= John Castellanos =

American actor

John Castellanos (born April 11, 1957, in La Mesa, California) is an American actor best known for the contract role of attorney John Silva on the CBS soap opera The Young and the Restless. He joined the cast in May 1989 and has appeared in an estimated 1,300 episodes. He had previously portrayed attorney Jeff Talon on The Bold and the Beautiful in several episodes in 1987.

== Career ==
Castellanos has also made guest appearances in such primetime series as Miami Vice, Babylon 5, Silk Stalkings, JAG, and Supernatural. He has also appeared in feature films K-9, with Jim Belushi, Killer Weekend with Eric Roberts, 10 Years, Blue Eyes, and Mexican Gold.

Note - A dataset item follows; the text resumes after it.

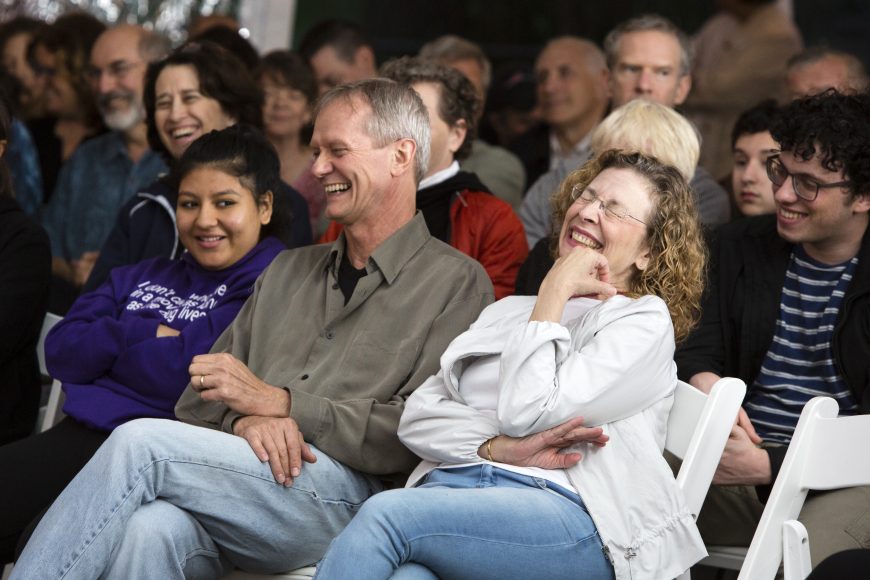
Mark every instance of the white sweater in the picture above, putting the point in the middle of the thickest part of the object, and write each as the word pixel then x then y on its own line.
pixel 613 364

He has produced the feature films The Man Who Came Back, with Eric Braeden, Billy Zane, and Armand Assante; Blue Eyes with Burton Gilliam; and Mexican Gold with Lorenzo Lamas.

He attended Grossmont College in San Diego, California and San Diego State University. He is a graduate of the American Conservatory Theater (ACT).

An accomplished Shakespearean actor, he worked for many years in some of the finest Shakespearean companies in the U.S.

==Personal life==
He is divorced from Rhonda Friedman, supervising producer of The Bold and the Beautiful.

He enjoys playing golf, traveling, woodwork, writing and storytelling. He is active with a number of charitable organizations.